NAPOLEON. That's better.

LADY. You didn't want to read the letters; but you were curious about what was in them. So you went into the garden and read them when no one was looking, and then came back and pretended you hadn't. That's the meanest thing I ever knew any man do; but it exactly fulfilled your purpose; and so you weren't a bit afraid or ashamed to do it.

NAPOLEON (abruptly). Where did you pick up all these vulgar scruples—this (with contemptuous emphasis) conscience of yours? I took you for a lady—an aristocrat. Was your grandfather a shopkeeper, pray?

LADY. No: he was an Englishman.

NAPOLEON. That accounts for it. The English are a nation of shopkeepers. Now I understand why you've beaten me.

LADY. Oh, I haven't beaten you. And I'm not English.

NAPOLEON. Yes, you are—English to the backbone. Listen to me: I will explain the English to you.
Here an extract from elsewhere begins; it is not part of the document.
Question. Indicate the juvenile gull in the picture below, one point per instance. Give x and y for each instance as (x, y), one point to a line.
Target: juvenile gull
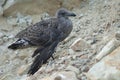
(45, 35)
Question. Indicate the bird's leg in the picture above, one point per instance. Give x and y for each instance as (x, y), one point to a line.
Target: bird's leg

LADY (eagerly). Do. (With a lively air of anticipating an intellectual treat, she sits down on the couch and composes herself to listen to him. Secure of his audience, he at once nerves himself for a performance. He considers a little before he begins; so as to fix her attention by a moment of suspense. His style is at first modelled on Talma's in Corneille's "Cinna;" but it is somewhat lost in the darkness, and Talma presently gives way to Napoleon, the voice coming through the gloom with startling intensity.)
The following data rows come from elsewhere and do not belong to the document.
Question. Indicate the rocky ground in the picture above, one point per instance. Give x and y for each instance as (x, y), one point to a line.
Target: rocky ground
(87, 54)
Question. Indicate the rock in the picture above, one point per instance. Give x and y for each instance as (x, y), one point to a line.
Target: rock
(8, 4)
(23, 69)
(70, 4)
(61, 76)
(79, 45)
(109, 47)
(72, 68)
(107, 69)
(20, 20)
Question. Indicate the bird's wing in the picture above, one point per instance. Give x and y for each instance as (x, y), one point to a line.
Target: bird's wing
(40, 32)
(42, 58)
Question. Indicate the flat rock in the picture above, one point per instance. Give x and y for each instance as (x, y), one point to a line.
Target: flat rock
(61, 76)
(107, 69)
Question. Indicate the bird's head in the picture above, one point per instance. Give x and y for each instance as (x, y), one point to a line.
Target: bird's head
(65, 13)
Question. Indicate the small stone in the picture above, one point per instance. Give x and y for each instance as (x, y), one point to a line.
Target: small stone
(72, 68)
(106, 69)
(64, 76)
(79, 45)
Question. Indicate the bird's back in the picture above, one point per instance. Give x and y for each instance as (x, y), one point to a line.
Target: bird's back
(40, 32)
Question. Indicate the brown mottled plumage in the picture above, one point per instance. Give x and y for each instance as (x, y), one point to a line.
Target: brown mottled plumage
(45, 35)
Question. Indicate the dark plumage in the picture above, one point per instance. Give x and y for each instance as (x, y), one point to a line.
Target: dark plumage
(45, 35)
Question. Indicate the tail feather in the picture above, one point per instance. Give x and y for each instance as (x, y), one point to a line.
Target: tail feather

NAPOLEON. There are three sorts of people in the world, the low people, the middle people, and the high people. The low people and the high people are alike in one thing: they have no scruples, no morality. The low are beneath morality, the high above it. I am not afraid of either of them: for the low are unscrupulous without knowledge, so that they make an idol of me; whilst the high are unscrupulous without purpose, so that they go down before my will. Look you: I shall go over all the mobs and all the courts of Europe as a plough goes over a field. It is the middle people who are dangerous: they have both knowledge and purpose. But they, too, have their weak point. They are full of scruples—chained hand and foot by their morality and respectability.